Meet Julia

Meet Julia


Hi. My name is Julia, and I am a Space Physiologist. You are probably wondering what that is! My job is to understand the impact being in space has on the human body and the systems that operate within it.

Space is associated with very little gravity exposure compared to what we experience on Earth. Our body has adapted to function in 1G (Earth’s gravity), and so all functions and processes that our bodies perform are related to that. If we come out of a 1G environment, then the body will function differently. Similarly, when we climb mountains, our physiology reacts differently because there is less atmospheric pressure than what we are used to, which changes the concentration of Oxygen we breathe in, which has numerous knock on effects. For astronauts that leave Earth for months – soon to be years at a time with pending missions to Mars – it’s important to understand how their bodies might react to their new surroundings, what consequences might be entailed, and what therefore needs to be done to prevent or minimise any deleterious effects. I’ll be posting a series of blogs that are designed to help you understand what kind of issues might be faced by astronauts, and also the analogies to Earth-based populations. I’ll start with a generic overview of the primary issues faced in space.
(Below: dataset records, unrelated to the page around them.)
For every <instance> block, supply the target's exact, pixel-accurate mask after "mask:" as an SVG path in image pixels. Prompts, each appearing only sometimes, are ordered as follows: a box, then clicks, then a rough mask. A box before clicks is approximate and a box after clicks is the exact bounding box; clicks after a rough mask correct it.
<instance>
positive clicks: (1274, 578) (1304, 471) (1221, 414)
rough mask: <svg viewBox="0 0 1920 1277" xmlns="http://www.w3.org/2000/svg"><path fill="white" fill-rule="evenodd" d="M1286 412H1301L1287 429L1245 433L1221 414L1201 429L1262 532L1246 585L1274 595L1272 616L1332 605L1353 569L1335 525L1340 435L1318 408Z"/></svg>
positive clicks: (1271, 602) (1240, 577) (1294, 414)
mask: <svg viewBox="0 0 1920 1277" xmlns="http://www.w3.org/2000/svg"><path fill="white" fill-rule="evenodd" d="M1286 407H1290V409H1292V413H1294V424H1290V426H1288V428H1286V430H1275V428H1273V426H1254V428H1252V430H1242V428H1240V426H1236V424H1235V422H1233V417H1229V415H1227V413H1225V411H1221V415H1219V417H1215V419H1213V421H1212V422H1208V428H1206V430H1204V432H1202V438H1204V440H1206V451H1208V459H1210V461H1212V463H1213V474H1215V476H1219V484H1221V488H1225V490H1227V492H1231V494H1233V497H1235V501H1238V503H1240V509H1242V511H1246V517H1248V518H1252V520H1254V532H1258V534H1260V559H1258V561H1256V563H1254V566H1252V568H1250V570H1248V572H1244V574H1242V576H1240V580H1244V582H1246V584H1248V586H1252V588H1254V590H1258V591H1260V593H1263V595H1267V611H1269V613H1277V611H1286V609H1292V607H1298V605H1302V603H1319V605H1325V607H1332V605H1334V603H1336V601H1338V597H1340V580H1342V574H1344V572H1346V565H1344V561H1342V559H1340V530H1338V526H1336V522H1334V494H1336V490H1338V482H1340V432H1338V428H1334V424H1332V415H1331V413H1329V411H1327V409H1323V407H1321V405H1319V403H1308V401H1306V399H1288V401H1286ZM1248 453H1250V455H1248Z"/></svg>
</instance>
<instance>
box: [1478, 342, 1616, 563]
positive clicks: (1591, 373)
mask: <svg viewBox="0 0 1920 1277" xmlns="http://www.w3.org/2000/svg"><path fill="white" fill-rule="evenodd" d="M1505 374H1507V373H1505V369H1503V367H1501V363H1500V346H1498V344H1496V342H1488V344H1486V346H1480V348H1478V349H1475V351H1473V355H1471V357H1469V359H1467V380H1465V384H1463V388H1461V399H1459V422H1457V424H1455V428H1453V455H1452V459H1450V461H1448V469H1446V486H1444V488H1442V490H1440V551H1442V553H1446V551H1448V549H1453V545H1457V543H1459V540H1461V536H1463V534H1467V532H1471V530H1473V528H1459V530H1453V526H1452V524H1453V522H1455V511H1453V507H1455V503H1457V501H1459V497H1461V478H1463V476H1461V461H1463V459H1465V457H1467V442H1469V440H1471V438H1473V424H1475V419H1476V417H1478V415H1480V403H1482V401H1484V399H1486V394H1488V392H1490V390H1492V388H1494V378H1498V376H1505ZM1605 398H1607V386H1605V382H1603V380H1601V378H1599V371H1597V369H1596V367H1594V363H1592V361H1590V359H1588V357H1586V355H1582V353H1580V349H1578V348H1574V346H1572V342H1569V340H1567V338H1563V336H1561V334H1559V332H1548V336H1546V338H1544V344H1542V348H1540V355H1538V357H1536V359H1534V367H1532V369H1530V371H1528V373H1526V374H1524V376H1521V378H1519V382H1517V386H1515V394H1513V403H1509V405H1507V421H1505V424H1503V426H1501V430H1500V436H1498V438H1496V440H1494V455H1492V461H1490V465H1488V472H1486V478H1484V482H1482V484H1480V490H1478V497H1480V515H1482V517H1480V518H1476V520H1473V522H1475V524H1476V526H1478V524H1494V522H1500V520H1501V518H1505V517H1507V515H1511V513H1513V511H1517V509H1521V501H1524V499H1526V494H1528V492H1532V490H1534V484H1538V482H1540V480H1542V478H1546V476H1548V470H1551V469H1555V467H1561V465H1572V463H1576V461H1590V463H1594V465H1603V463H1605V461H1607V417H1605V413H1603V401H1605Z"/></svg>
Gravity plays a fundamental role in shaping how the human body works. In particular, the musculoskeletal (muscles and bones), cardiovascular (the heart and blood vessels) and neuro-vestibular (brain and balance) systems are all highly dependent on gravity for normal function. Therefore, in reduced gravity environments, changes arise in each of these systems.

Within the first two days of being in space, blood moves from the lower body to the upper body. Normally, the heart has to work hard to get blood that usually sits lower down up towards the head to make sure that we don’t faint! In space, because the blood is already upwards, the heart doesn’t have to work as hard anymore, making it slightly weaker. Upon return to Earth, astronauts find it hard to stand up again because the heart isn’t used to having to pump blood from the legs up to the head again!

Our muscles stay healthy by being used; our bones stay healthy by being in contact with something. Every day on Earth we use muscles and bones to stand and walk around, and they are constantly working against the floor to enable us to do so. In space, astronauts float, meaning that those muscles and bones are not required as much. As a result, both get smaller and weaker.

The organs in the inner ear responsible for balance are disturbed. There is also no sense of direction. There is no up, down, left and right; any direction could be any direction! This combination can cause disorientation and something called space motion sickness.

Space radiation is also a major risk factor for astronauts, as they do not have the protective shield that Earth’s atmosphere provides us with. 

The good news is that there are plenty of countermeasures – an action taken to prevent something bad from happening – in place, both during and after space missions to help with these issues.